Georgia’s Growing Wine & Muscadine Production

Acworth, GA |

It’s long been said that preparation is the key to success. And with so many different factors to consider both in and away from the field, that certainly applies to starting up your own winery. It’s why the Georgia Wine Producers put on this New Grape Growers Symposium twice a year in order to give those interested both the information and confidence to make that leap.

“Definitely do it, but get an education first. Know what you’re heading into. Know the laws and rules and regulations in your locale before you even put a shovel into the ground,” says Jane Miller, President of the Georgia Wine Producers.

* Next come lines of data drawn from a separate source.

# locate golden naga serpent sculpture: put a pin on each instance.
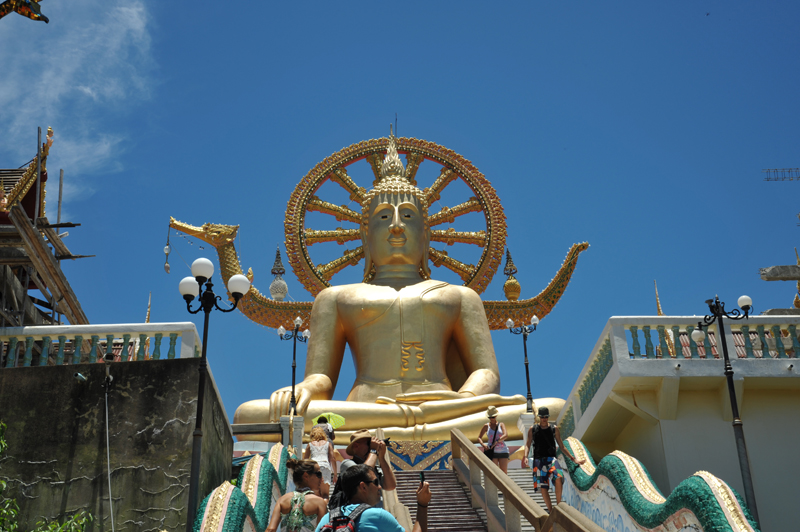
(265, 311)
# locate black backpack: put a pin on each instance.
(338, 522)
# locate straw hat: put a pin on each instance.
(359, 435)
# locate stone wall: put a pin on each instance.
(56, 458)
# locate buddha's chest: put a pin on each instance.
(399, 313)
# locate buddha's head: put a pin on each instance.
(394, 226)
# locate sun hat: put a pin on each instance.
(358, 435)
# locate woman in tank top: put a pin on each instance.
(320, 450)
(300, 510)
(496, 435)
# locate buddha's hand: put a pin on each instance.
(422, 397)
(448, 395)
(280, 402)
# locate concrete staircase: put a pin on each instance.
(450, 509)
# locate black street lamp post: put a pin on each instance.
(525, 330)
(297, 336)
(717, 309)
(190, 287)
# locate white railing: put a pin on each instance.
(73, 344)
(637, 339)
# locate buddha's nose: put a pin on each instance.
(397, 226)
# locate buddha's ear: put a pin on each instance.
(367, 257)
(425, 266)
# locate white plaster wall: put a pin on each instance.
(644, 441)
(699, 439)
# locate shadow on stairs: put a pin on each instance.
(450, 509)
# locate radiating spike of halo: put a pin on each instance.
(440, 258)
(349, 258)
(446, 176)
(451, 236)
(340, 177)
(338, 235)
(339, 212)
(449, 214)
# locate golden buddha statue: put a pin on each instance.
(422, 348)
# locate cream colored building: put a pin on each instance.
(649, 391)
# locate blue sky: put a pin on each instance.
(640, 127)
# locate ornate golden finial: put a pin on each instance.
(658, 301)
(511, 287)
(796, 296)
(392, 167)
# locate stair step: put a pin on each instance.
(450, 509)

“Local legislation is always important. How cooperative is your county or it’s not so often how cooperative they are, it’s just how much do they actually know? A lot of times, our wineries will have to introduce the idea of what we’re doing to the local legislatures. As soon as they see what we’re actually doing and how we’re impacting the community, then they’re really open to it most of the time,” says Bill Cox, VP of Georgia Wine Producers.

That planning also applies to which varieties you are hoping to grow, as both the climate and soil conditions will go a long way in determining which grapes will be most successful.

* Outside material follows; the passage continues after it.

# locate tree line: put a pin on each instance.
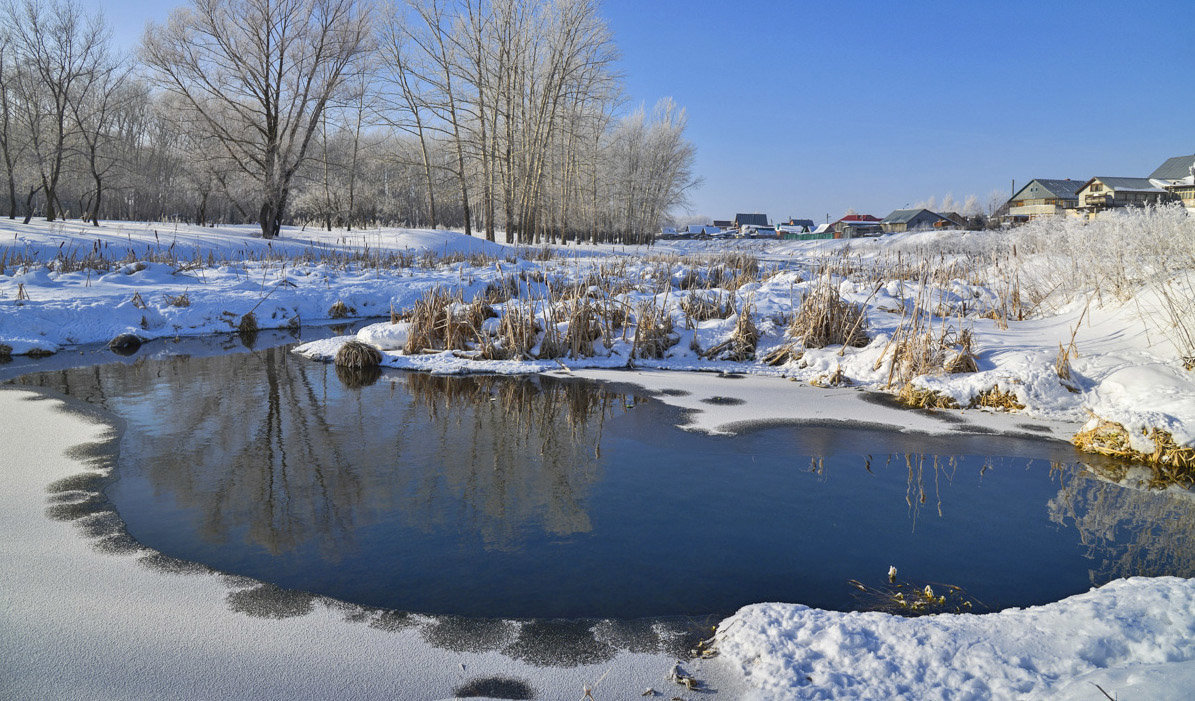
(482, 115)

“One of the things that can be a downfall as we all are learning this process is if you plant stuff in the ground and then start researching what you need to do for that, a lot of the times the soil can be a very big difference. If you already have your grapes in the ground and you already have your trellis system in the ground, you can’t adjust your soil very much. We have a lot of acidic soils, a lot of compact soils that if you do not break that up and mix in some Lyme in order to make sure it’s a little bit more conducive to what the grapes need, you suffer on the long term,” says Dr. Sarah Lowder, UGA Viticulture Extension Specialist.

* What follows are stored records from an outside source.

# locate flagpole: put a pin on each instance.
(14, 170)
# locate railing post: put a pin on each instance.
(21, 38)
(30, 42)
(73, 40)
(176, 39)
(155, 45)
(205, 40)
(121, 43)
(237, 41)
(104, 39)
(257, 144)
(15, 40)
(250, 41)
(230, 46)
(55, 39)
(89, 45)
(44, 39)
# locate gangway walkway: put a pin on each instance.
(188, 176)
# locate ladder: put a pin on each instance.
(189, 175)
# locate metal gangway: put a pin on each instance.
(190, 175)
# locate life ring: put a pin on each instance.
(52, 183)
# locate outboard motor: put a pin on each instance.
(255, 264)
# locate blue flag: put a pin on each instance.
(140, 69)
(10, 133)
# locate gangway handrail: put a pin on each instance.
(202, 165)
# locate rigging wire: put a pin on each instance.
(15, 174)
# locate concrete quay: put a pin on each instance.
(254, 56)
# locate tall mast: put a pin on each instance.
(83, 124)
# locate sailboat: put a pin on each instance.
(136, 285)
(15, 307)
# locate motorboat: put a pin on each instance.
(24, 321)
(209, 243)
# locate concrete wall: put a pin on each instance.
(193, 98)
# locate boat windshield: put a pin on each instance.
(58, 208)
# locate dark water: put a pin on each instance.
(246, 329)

Despite all the work that goes into educating yourself, that hasn’t stopped a growing number of people from fulfilling their dream of opening up a winery, as they can now be found all over the state.

“Now, there’s almost a hundred wineries. We’re not quite sure. There’s around a hundred wineries in Georgia growing everything from vinifera, muscadine, fruit wines, Norton and Linus, Blanc to Blanc, some of the so called Native American grapes and we have wineries from Blairsville at the top of the state to Valdosta at the bottom of the state. So, it’s really an interesting time to be in Georgia,” says Miller.

That’s good news not just for the agricultural industry, but for the entire economy as well, with many rural areas of the state now becoming a destination thanks to its growing popularity.

“People want to go to a winery, but they want to go to five or six wineries in a weekend a lot more. So, if we can get more friends into this and more people involved, then all the supporting things also come with it, nicer hotels, restaurants, bed and breakfasts, all this other really cool stuff. So, when people come out to the wineries, they get to enjoy all of that and the whole community benefits,” says Cox.